Jeremy Miner

Working in sales, especially in commission-based sales, has earned a reputation, perhaps unfairly, as being one of the most difficult careers to succeed in. Each year, countless numbers of people enter commission-based professions such as real estate, insurance and consumer goods only to end up burned out and discouraged. 

For Jeremy Miner, his sales career began the same way more than twenty years ago. But the difference is that Jeremy is one of the very small percentage that went on to reach earnings that grew well into the seven figure range.

That eventually led him to training other sales professionals the methodology he developed, which he calls Neuro Emotional Questioning. Jeremy’s company, 7th Level, now trains thousands of salespeople globally. We caught up with him to get insight into what exactly Neuro Emotional Questioning is and how it is helpful to anyone wanting to succeed in sales.

How did you get your start in sales?

Jeremy Miner: As a salesperson who eventually got to earning just under $3 million a year in commissions, it’s important that people understand I wasn’t “born” a seven-figure sales person.  When I first got into sales about 20 years ago, I was a broke, burned-out college kid. 

My first job?  A commission-only gig, pounding pavements selling home security systems door to door. 

After dosing me up with one weeks training and tossing me a script, they dropped me off in a random neighbourhood, and were like, “Hey, go make some sales.”

I started knocking on doors, talking to prospects and the objections I got felt like an avalanche of ‘no’s’ pelting me from all directions. After eight weeks of what felt like a really bad rendition of ‘Groundhog Day’, I sat on a curb waiting to be picked up by my sales manager.
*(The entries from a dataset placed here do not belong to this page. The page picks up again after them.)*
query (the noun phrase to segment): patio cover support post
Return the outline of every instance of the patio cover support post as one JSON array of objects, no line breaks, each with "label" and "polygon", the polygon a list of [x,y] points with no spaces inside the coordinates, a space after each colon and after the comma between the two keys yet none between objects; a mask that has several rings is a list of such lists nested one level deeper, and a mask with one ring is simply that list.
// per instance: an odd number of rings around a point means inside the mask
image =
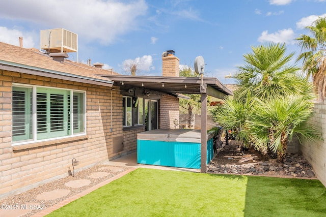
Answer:
[{"label": "patio cover support post", "polygon": [[201,102],[201,121],[200,122],[200,172],[206,172],[207,141],[207,94],[202,92],[200,97]]}]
I was utterly exhausted with nothing to show for my efforts but the sweat rolling down my back. Two months in, my grand tally was: three sales. 

Maybe selling just wasn’t for me. 

Now, imagine me evolving from this, to eventually earning $3 million a year in straight commissions as a salesperson for 12 years straight – across three completely different industries!  Yet on this sidewalk, I’d hit rock bottom and almost quit sales for good. Here I was 21 years young, not making a bean, and why?  I’d not learned the right skills.

Turns out, when my sales manager finally picked me up that night, he popped in a Tony Robbins CD.  It was something Robbins said that changed the course of my life forever. He asserted that, “most people fail for the simple reason they don’t learn the right skills necessary to succeed.

A light bulb flicked on like a megawatt ultrabeam in my head!  Could it be that what the company taught me weren’t the right skills?  Or could be they were just old and outdated?

From then on, I started studying communication techniques that work with human behavior and very quickly the pieces started coming together. I systematically began reengineering the traditional-sales ‘push’ dynamic, with methods I learnt from human psychology.

Neuro emotional questioning is one of the persuasion techniques you train sales teams on. Can you give a high level overview of what that is? 

JM: My major at college was behavioral science and human psychology.  I recall one semester we focused on neuroscience, the study of the brain – and how human beings make decisions and how and why people are persuaded – or not persuaded. Turns out there are three forms of communication, with varying degrees of persuasion. 

We’re the least persuasive when we tell people things or push them into doing something we want them to do. 

An example is Presenting. We’re taught to have a great presentation, to ‘show and tell’ how great our product is. But the data shows, if you’re spending too much time on your presentation, you’re less likely to make the sale.  Why? Because It’s very low on persuasive pull.

The second form of communication is consultative selling. We’re a little more persuasive when we attempt to have a discussion. 

Consultative selling was developed in the late 1980’s. It centered around asking logic-based questions to find out the needs of the client. The downfall with this approach is, logical questions invite logical answers. Meanwhile people’s buying decisions aren’t based on logic but emotion.

The third mode of communication is when we’re the most persuasive. It happens when we allow others to persuade themselves. 

Also called dialogue, which happens when we ask what I call neuro-emotional persuasion questions (NEPQ).  If you’re wondering how a person might be led to persuade themselves, the answer is, by asking specific skilled questions, at the right time in the conversation,  within a structure that’s scientifically designed to trigger prospects to sell themselves.

Why is the outcome different when a salesperson harnesses neuro emotional questions when speaking with the prospect? 

JM: Neuro emotional questions allow your prospect to persuade themselves. Unfortunately at least 80% of salespeople are taught to sell using the first mode of communication mentioned. Approximately 18% are trained to sell using consultative selling.  Less than 1% of salespeople actually utilize a dialogue process.